How? I watched it twice, and enjoyed the metaphorical messages, but I’ve lived that reality for 68 years.
I’ll check out that Elle link you posted.
Pat Weiss, an astute former magazine colleague, points out to me that the America Ferrera monologue has been transcribed and written about elsewhere. It’s an amazing and damning message about what it means to be a woman. It’s not necessarily the message Barbie gets: She’s too busy absorbing the notion that it’s a good thing just to be a live woman and not a doll!
Here’s a link to Elle’s story, which explains how the monologue–or manifesto, as I think of it–evolved:
https://www.elle.com/culture/movies-tv/a44640422/america-ferrera-full-barbie-monologue/
Nancy…fun synopsis aside, the Barbie movie has its head on straight. It’s the mixed societal messages and constraints we women have had to grow up in that will mess with your mind.
As for Ken, he represents the angst of perpetual adolescent-like males with no outlet for their aggressive tendencies in peaceful Barbieland.
Two scenes are worth the $8 I paid to see the movie – the first is the guitar-strumming Kens on the beach, serenading the Barbies with the ironic song Push. The Barbies learn how to drive the Ken’s mad with jealousy, thereby turning them on one another.
The other is this brilliant monologue that sums up what it is to be a woman in our society. It’s delivered by America Ferrara’s character…
“It is literally impossible to be a woman. You are so beautiful, and so smart, and it kills me that you don’t think you’re good enough. Like, we have to always be extraordinary, but somehow we’re always doing it wrong.
You have to be thin, but not too thin. And you can never say you want to be thin. You have to say you want to be healthy, but also you have to be thin. You have to have money, but you can’t ask for money because that’s crass. You have to be a boss, but you can’t be mean. You have to lead, but you can’t squash other people’s ideas. You’re supposed to love being a mother, but don’t talk about your kids all the damn time. You have to be a career woman but also always be looking out for other people. You have to answer for men’s bad behavior, which is insane, but if you point that out, you’re accused of complaining. You’re supposed to stay pretty for men, but not so pretty that you tempt them too much or that you threaten other women because you’re supposed to be a part of the sisterhood.
But always stand out and always be grateful.
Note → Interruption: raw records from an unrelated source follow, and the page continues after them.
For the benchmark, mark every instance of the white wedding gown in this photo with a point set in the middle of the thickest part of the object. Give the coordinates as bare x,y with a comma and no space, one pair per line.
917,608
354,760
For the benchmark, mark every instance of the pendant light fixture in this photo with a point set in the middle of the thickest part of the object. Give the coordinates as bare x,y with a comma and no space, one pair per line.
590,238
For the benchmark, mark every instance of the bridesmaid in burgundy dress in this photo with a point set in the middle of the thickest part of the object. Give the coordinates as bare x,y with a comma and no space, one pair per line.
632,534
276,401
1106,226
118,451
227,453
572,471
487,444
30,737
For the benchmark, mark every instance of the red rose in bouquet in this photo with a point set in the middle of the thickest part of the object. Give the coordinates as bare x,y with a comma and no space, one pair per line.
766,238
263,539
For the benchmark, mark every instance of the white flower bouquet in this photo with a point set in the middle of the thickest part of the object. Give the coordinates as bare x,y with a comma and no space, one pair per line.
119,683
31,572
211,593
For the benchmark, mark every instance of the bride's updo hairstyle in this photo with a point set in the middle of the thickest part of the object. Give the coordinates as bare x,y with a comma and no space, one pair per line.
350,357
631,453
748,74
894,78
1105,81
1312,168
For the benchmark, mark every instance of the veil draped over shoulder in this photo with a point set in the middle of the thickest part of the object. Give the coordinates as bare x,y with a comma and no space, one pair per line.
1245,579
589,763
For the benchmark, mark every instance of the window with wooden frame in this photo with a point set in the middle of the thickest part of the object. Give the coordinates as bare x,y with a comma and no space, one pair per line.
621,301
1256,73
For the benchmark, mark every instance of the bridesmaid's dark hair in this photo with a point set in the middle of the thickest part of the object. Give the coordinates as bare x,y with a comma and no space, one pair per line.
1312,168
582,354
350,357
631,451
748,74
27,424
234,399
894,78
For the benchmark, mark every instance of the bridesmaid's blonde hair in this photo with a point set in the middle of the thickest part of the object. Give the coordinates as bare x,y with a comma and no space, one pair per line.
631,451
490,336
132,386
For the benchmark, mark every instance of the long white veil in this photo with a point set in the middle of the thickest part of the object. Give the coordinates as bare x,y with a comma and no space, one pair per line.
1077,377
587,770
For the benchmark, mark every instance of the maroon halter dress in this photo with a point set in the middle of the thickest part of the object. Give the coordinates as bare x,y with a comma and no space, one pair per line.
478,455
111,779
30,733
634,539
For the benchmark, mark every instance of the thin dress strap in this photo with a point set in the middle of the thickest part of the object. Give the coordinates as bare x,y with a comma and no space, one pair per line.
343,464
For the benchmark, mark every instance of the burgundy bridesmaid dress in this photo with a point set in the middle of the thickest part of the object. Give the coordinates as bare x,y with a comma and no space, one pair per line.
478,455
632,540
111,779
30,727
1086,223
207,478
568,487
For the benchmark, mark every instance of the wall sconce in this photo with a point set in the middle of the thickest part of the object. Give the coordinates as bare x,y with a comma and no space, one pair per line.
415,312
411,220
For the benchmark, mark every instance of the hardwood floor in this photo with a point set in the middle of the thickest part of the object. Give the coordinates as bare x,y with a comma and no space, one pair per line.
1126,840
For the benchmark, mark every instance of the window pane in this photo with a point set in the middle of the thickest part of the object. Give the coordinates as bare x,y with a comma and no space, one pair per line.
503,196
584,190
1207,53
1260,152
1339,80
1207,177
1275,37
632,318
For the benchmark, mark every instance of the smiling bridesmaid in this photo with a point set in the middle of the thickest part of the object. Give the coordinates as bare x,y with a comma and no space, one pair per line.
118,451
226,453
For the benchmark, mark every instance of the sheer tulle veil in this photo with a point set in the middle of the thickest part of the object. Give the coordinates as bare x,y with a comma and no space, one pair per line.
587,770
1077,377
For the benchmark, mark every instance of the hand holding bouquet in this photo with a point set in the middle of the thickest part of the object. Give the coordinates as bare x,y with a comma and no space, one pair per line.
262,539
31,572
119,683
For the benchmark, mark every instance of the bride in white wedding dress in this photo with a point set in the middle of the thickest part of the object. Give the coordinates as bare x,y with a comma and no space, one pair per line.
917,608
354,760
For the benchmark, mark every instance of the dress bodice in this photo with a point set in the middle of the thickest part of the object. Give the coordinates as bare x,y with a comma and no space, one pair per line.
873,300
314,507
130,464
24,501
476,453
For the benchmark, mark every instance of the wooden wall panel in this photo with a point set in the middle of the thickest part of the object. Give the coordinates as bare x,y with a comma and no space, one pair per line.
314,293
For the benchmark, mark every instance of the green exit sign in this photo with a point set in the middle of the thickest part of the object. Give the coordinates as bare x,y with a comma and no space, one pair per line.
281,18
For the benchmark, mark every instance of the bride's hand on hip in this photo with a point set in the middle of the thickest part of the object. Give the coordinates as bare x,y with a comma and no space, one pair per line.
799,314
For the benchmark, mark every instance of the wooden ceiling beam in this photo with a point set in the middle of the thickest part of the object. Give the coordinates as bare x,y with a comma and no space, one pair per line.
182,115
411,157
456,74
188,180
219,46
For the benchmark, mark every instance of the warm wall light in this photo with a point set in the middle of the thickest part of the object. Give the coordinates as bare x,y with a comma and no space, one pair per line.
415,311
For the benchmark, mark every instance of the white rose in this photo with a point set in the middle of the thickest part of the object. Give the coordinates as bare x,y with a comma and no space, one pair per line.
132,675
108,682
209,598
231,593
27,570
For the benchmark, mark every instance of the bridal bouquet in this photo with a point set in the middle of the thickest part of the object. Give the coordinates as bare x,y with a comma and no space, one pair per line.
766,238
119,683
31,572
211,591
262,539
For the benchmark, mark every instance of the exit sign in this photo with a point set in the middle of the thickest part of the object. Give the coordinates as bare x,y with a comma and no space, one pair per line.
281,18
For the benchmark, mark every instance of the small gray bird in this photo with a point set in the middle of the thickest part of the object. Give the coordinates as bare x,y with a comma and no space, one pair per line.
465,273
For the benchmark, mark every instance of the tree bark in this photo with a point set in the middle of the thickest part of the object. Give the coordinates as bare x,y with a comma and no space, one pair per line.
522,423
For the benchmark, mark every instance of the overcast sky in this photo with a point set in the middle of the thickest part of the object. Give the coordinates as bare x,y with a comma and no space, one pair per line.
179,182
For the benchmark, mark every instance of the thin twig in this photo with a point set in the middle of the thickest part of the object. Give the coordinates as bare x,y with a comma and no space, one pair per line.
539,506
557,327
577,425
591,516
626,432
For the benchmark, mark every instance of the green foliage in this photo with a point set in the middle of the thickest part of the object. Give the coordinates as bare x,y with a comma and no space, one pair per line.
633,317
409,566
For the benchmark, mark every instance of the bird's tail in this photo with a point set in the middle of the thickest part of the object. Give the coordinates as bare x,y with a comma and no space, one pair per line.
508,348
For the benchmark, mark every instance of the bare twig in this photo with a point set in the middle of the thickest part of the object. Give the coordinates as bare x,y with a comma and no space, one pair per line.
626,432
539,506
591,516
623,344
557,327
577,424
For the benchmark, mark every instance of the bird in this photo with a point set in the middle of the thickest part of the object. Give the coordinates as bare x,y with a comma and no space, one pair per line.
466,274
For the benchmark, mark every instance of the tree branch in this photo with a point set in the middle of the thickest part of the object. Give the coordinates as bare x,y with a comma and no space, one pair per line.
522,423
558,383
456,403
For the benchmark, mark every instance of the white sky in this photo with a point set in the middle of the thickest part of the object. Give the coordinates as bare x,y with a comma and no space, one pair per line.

But never forget that the system is rigged. So find a way to acknowledge that but also always be grateful. You have to never get old, never be rude, never show off, never be selfish, never fall down, never fail, never show fear, never get out of line.
It’s too hard! It’s too contradictory and nobody gives you a medal or says thank you! And it turns out in fact that not only are you doing everything wrong, but also everything is your fault.
I’m just so tired of watching myself and every single other woman tie herself into knots so that people will like us. And if all of that is also true for a doll just representing women, then I don’t even know.“
The America Ferrera “manifesto” was amazing! But HOW DID YOU DO THAT???? I mean, get it all down like that!?